Question from Jakob:
Hello, I am back with more questions and stuff particularly about the portrayal of the supernatural in the mainstream media, for example Hollywood ghost or demon movies like The Exorcist. Another thing that followed some of these are curses or strange phenomena surrounding them, like in the case of The Omen some of the cast during production died. and one guy supposedly crashed near a sign in the Netherlands that said Ommen 6,66. Upon further investigation that turned out to be an exaggerated claim although, he did crash in the area but not near the sign. also not surprisingly after movies like the exorcist came out more people reported demonic signs. it would seem that Hollywood would do everything in their power to make people believe this baloney. Nevertheless there is a large pseudo-acceptance of these things. Now recently some guy on The Thinking Atheist posted something about a sun miracle. i would appreciate it if you could help me debunk or explain these things.
Answer by SmartLX:
The supernatural is very, very common in Hollywood fiction. If it’s a movie where ghosts are real, or magic is taught in school, or demons are literally clawing to the surface from underground, then we accept it and view the rest of the movie in that context. IF ghosts were plainly real, we think to ourselves, how would these people behave? How would the world be different? Between our own imaginations and where the movie actually goes with the concept, we can arrive at a rough understanding of this hypothetical state of affairs, and ponder and discuss it for a long time afterwards. (For instance, at some point nearly everyone reading this has probably talked through the physics and practicality of a lightsaber while not watching a Star Wars movie.)

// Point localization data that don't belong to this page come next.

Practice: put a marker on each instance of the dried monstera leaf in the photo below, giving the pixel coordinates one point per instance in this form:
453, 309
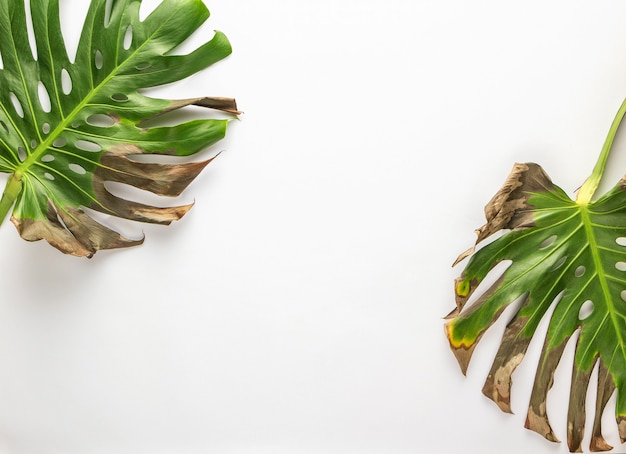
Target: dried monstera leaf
569, 255
69, 127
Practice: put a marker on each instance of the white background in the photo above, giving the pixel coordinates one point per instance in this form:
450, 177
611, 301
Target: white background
297, 308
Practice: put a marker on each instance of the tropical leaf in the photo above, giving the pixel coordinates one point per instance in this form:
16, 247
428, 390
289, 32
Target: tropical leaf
561, 254
68, 128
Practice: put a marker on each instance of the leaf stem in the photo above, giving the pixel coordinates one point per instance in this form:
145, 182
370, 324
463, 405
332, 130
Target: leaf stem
591, 184
11, 191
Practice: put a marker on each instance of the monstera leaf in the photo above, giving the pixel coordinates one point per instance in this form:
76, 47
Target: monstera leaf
561, 254
70, 128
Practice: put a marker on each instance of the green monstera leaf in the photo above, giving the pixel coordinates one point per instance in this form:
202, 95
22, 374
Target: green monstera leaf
67, 128
560, 254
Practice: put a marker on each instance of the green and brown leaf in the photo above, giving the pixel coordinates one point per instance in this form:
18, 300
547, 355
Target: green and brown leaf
67, 128
561, 253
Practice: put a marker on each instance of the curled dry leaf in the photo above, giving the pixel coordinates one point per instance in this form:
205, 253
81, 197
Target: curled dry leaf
569, 255
69, 127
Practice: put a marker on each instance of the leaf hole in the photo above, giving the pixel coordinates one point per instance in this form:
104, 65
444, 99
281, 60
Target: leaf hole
104, 121
585, 310
77, 169
85, 145
17, 105
21, 153
119, 97
98, 60
66, 82
559, 263
44, 97
128, 37
548, 242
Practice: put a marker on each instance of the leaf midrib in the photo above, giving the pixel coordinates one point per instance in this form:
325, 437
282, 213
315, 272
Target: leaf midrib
601, 275
54, 134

It’s a fun mental exercise to imagine alternative realities and contrast them with ours, and fiction helps us do this by inspiring concepts of alternative realities. If people believe these supernatural phenomena are real simply because they’ve seen them in a movie, then we consider them to have trouble distinguishing between fact and fiction, and generally encourage them to get it straight or get help. Stories surrounding movies, like the idea of The Omen being cursed, do tend to be exaggerated as you say, and skeptics have made a meal of that one in particular. Here’s one discussion. Hollywood publicists do nothing to stifle or correct the stories because they’re happy with anything that gets people talking about a movie, which means more ticket sales.
As for the “sun miracle” at Fátima, I did a piece on that one a short time ago at your request, so I hope you got to read it.